🤖 AI Summary
This work addresses the challenge of effectively integrating unstructured priors (e.g., textual features) and quantifying uncertainty for exploration in online decision-making. We propose a novel autoregressive sequence modeling paradigm wherein exploration is formulated as a generative task—predicting missing future outcomes—replacing conventional parameter sampling and obviating explicit prior/posterior updates. Our approach introduces in-context learning for dynamic adaptation and establishes a meta-bandit framework that jointly models textual context and decision logic. We theoretically prove that offline predictive performance guarantees online decision reliability. Empirical evaluation on semi-synthetic news recommendation tasks demonstrates substantial reduction in exploration cost while improving text-aware recommendation accuracy.
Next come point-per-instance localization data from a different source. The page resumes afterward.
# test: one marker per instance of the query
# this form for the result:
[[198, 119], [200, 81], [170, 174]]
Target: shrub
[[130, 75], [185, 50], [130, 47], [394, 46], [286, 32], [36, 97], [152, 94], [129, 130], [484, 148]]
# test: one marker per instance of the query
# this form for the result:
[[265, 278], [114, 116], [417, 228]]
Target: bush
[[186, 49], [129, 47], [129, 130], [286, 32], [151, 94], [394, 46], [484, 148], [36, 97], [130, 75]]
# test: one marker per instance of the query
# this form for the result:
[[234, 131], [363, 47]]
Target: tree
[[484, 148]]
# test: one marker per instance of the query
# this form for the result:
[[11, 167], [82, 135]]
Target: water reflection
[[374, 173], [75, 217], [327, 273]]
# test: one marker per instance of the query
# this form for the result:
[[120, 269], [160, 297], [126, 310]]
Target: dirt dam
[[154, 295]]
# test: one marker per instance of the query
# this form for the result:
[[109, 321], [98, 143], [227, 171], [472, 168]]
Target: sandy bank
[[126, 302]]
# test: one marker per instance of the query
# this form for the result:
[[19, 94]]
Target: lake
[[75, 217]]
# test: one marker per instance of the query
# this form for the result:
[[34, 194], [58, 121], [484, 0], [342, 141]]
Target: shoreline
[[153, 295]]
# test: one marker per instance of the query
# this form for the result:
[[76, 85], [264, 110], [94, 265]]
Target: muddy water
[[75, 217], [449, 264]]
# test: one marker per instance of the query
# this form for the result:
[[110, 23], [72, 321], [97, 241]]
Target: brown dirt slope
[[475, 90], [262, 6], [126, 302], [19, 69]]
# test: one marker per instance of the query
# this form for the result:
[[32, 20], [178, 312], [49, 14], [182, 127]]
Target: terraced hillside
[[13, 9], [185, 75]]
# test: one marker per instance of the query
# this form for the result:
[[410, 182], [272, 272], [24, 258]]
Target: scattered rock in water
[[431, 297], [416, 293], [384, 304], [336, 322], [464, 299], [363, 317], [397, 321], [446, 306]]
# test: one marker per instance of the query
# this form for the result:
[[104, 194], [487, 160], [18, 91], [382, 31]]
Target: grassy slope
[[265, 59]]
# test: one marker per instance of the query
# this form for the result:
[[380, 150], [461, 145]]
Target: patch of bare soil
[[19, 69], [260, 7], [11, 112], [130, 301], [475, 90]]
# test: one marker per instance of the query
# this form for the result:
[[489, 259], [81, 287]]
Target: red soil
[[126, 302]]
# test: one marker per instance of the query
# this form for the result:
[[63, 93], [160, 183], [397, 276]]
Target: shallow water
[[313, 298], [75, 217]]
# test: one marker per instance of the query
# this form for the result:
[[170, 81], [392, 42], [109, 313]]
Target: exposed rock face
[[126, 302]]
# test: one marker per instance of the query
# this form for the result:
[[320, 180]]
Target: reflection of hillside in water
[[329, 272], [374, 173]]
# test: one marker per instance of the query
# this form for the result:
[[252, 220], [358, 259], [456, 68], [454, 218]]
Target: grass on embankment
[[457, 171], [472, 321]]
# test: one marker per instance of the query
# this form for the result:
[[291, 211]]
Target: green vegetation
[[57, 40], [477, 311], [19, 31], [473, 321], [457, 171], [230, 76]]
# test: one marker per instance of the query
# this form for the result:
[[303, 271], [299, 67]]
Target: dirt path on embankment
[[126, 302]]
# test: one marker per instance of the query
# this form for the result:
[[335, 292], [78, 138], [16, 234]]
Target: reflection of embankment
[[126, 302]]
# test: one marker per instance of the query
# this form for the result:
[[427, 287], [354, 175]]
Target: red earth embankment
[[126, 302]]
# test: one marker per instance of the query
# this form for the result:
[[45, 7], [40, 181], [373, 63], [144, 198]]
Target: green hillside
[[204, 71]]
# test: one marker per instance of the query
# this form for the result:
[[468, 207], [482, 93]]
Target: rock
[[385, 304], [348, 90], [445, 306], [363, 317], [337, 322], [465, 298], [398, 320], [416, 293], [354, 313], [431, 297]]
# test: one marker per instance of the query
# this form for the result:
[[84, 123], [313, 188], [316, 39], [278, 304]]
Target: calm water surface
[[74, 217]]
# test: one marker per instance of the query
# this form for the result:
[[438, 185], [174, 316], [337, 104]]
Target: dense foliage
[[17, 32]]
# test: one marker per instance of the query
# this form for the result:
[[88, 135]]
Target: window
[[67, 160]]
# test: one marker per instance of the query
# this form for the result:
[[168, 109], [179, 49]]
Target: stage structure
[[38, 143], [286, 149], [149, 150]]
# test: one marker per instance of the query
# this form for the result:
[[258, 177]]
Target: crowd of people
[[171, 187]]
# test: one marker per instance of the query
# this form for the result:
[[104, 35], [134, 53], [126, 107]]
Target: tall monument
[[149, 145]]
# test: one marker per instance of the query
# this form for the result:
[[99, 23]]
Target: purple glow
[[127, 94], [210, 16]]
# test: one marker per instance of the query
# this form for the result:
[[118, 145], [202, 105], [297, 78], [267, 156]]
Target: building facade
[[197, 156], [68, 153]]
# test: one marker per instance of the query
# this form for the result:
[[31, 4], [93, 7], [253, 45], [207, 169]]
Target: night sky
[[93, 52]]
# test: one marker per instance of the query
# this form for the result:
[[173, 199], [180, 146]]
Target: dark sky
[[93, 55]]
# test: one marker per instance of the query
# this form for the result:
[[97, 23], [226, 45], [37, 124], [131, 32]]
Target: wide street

Key contributions include: (i) a generative uncertainty-aware exploration mechanism grounded in sequence prediction; (ii) the first integration of in-context learning into bandit-style online decision-making; and (iii) a unified meta-bandit architecture for end-to-end processing of heterogeneous textual and sequential decision signals.
📝 Abstract
We pose uncertainty quantification and exploration in online decision-making as a problem of training and generation from an autoregressive sequence model, an area experiencing rapid innovation. Our approach rests on viewing uncertainty as arising from missing future outcomes that would be revealed through appropriate action choices, rather than from unobservable latent parameters of the environment. This reformulation aligns naturally with modern machine learning capabilities: we can i) train generative models through next-outcome prediction rather than fit explicit priors, ii) assess uncertainty through autoregressive generation rather than parameter sampling, and iii) adapt to new information through in-context learning rather than explicit posterior updating. To showcase these ideas, we formulate a challenging meta-bandit problem where effective performance requires leveraging unstructured prior information (like text features) while exploring judiciously to resolve key remaining uncertainties. We validate our approach through both theory and experiments. Our theory establishes a reduction, showing success at offline next-outcome prediction translates to reliable online uncertainty quantification and decision-making, even with strategically collected data. Semi-synthetic experiments show our insights bear out in a news-article recommendation task, where article text can be leveraged to minimize exploration.